REVIEW
Kim McCarty
New work
Kim Light/Lightbox
by Michael Shaw
June, 2009
Kim McCarty's new watercolors feature various versions of her
characteristic nymphets, along with a set of leaves and a smaller and
larger flowers arguably more sexualized than their human
counterparts. Her tween-aged figures, a handful of large ones as well
as a grid of twelve smaller ones, varied in their level of inferred sexual
precocity; but they were all nymphs, specifically water nymphs, their
liquid skin and bodies innocently flowing to life through the fluidity of
the watercolor process.
While most of the leaves, hung vertically, resonate with the fall
season in both shape and color, the figures' palette was difficult to pin
down. Hot reds are set off by cool blues, and yellows and browns add
earthy notes, making for a peculiar mix overall. It's a language of
color McCarty has claimed for herself. If in the past her nymph-like
subjects resembled the grandiose figures of Marlene Dumas, this
particular body -- no pun intended -- is very much McCarty's own.

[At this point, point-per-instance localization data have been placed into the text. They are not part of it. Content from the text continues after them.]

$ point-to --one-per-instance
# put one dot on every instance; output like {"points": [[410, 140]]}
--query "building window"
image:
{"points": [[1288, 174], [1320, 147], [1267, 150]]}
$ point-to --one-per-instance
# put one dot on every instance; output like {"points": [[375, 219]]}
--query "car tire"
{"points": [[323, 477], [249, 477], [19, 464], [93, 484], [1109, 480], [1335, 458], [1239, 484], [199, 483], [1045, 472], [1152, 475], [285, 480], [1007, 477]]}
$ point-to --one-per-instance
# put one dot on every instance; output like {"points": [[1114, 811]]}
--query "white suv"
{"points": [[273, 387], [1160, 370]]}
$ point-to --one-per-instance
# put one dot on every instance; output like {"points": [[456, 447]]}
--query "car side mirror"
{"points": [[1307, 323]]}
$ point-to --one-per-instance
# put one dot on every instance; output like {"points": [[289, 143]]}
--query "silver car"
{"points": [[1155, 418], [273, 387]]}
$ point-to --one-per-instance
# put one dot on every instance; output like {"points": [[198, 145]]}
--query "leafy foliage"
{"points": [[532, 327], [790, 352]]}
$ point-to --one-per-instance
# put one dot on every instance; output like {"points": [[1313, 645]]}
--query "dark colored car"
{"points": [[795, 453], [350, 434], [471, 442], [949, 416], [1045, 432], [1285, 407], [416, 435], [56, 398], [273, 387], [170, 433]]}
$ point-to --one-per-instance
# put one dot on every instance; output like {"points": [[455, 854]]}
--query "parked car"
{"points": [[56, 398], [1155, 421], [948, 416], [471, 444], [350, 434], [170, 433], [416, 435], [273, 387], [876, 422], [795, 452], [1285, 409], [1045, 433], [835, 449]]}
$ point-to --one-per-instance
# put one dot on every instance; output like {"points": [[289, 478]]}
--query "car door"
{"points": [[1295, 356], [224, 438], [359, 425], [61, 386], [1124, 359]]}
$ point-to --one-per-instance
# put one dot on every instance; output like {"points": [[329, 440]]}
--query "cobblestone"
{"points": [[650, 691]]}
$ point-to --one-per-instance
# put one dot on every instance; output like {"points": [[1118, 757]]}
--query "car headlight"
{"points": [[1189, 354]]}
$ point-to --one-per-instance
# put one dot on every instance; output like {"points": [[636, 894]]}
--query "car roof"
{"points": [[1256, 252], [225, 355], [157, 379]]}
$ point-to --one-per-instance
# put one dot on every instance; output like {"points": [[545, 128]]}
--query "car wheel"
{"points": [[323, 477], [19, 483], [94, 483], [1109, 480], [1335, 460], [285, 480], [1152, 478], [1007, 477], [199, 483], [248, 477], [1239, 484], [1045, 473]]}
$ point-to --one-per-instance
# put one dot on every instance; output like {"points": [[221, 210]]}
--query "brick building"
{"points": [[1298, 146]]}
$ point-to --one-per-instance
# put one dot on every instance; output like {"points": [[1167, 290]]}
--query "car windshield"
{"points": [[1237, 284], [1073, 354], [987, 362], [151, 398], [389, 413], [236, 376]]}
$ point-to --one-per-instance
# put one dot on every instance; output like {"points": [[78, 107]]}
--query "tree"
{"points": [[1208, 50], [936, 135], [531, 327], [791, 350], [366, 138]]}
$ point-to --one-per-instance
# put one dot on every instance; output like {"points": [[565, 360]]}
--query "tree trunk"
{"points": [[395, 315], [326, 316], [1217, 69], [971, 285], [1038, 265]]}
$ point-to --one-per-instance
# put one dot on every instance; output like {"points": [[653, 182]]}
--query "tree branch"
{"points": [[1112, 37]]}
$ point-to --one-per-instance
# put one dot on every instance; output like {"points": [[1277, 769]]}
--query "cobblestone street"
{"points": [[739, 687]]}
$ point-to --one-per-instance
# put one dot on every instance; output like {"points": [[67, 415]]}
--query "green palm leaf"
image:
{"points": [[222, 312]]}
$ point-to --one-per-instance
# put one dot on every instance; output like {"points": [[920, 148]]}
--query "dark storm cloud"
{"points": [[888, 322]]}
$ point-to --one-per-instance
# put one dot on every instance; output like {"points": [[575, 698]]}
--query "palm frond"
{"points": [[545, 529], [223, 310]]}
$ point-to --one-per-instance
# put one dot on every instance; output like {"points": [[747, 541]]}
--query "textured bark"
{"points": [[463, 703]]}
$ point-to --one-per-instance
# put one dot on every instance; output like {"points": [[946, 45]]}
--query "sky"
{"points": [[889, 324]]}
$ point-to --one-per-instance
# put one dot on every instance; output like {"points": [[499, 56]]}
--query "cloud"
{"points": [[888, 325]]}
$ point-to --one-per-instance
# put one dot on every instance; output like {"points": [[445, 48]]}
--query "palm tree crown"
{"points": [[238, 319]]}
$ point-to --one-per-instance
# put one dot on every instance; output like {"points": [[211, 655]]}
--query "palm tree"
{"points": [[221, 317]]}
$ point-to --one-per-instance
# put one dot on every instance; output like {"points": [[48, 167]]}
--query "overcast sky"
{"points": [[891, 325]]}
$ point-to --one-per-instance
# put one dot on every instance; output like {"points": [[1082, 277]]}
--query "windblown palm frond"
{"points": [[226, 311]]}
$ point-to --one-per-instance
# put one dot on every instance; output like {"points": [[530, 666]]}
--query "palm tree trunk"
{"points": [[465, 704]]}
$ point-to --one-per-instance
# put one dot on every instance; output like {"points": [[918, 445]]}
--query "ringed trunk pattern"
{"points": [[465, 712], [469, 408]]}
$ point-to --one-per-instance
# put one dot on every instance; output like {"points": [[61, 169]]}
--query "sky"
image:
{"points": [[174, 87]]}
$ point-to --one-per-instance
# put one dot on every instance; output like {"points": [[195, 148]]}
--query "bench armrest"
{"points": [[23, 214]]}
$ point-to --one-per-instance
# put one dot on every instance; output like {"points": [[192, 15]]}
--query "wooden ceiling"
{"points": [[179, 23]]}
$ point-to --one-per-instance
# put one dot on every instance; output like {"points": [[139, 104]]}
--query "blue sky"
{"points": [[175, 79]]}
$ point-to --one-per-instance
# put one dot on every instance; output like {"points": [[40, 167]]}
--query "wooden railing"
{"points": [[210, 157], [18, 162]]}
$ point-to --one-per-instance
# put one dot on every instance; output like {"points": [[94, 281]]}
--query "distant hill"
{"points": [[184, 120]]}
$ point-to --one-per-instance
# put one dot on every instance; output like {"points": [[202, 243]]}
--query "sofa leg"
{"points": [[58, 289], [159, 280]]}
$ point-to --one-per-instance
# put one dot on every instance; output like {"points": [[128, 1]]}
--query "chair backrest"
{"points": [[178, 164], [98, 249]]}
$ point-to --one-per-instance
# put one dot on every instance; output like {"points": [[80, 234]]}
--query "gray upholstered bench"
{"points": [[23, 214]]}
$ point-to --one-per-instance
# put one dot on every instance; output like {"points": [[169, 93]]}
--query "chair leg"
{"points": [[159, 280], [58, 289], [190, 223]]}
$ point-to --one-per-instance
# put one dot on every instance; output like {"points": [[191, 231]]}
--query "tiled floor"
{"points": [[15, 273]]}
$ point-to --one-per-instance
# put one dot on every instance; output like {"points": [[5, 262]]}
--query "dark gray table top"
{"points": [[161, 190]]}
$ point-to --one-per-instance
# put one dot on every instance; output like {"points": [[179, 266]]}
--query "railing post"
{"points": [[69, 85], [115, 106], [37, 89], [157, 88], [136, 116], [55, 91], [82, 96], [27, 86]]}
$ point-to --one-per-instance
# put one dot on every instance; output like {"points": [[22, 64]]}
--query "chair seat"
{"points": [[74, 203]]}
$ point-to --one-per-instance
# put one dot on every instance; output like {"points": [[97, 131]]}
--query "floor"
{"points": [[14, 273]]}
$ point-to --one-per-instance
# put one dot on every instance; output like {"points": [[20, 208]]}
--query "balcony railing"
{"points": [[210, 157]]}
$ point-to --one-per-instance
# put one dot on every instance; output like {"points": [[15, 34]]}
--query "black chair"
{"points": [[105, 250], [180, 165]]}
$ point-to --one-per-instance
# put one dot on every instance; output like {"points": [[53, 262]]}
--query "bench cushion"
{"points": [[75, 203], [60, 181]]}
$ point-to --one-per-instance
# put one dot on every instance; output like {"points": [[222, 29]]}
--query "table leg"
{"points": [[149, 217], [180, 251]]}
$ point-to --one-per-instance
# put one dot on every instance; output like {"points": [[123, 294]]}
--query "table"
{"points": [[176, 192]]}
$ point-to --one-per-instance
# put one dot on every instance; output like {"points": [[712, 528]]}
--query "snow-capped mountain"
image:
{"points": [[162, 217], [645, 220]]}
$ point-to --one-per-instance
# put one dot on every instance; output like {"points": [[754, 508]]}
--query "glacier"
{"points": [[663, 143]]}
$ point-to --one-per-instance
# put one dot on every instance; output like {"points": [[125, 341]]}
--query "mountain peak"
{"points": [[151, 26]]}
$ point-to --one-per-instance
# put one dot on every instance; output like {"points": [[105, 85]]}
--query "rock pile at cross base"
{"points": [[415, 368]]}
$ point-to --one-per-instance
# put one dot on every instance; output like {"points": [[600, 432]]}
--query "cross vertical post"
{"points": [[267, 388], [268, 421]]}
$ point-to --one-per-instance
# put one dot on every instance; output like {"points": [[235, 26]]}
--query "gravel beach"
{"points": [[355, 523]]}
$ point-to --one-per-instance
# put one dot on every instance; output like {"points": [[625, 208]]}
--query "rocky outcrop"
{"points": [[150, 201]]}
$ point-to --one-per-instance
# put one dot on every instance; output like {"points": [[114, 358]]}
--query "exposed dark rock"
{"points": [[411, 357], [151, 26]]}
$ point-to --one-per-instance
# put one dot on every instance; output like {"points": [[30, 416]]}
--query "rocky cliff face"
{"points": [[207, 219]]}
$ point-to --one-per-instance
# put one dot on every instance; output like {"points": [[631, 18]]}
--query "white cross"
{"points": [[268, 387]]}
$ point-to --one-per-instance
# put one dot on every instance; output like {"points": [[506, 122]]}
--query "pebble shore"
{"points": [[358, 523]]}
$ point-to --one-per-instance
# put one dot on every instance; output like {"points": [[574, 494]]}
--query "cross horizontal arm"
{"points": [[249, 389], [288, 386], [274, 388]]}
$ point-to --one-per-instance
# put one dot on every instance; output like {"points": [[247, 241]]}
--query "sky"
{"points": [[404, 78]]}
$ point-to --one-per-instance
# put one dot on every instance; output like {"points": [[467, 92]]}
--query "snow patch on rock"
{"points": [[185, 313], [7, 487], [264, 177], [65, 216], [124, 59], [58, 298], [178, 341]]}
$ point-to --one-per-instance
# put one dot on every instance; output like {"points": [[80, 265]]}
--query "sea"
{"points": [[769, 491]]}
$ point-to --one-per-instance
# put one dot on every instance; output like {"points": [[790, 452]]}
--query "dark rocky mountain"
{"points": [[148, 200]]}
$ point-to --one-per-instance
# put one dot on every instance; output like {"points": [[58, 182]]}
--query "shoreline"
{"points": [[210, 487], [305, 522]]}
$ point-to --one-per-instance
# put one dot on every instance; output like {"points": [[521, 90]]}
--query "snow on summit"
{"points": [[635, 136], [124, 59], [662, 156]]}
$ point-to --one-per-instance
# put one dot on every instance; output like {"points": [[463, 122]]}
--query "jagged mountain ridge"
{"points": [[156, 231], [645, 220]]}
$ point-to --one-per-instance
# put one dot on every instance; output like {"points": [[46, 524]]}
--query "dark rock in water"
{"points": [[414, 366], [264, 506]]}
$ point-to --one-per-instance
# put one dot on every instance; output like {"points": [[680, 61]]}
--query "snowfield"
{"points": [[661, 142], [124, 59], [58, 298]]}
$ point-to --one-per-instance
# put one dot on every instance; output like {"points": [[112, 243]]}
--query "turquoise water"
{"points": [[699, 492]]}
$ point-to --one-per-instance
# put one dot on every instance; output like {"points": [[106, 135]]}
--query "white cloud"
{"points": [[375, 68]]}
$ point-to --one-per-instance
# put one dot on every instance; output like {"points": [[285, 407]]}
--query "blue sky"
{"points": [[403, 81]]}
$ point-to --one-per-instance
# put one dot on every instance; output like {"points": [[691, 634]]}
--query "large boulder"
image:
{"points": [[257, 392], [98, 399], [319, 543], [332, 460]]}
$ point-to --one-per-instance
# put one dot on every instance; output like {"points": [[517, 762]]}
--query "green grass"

All the works are titled by date. With watercolor the live medium that it
is, it's probable each was started and finished on that day. Further
adding to the temporal quality, the pieces also suggest live model
participation. September 16, 2008, featuring a girl with her head tilted
up and her hands cupping her as-yet-to-emerge breasts, is the most
dramatic of the bunch. But despite the volatile tension a nude pre-
pubescent might pose, this young model and her counterparts come
off virtually free of sexuality. The flow of the watercolor medium,
combined with sharp silhouettes and occasional snippets of the white
of the paper -- spatial separations between body parts -- has led to
images more sculptural than sexual. These young human bodies are as much landscapes or still lifes as they are nudes, such is the
extent that McCarty's process has subsumed content.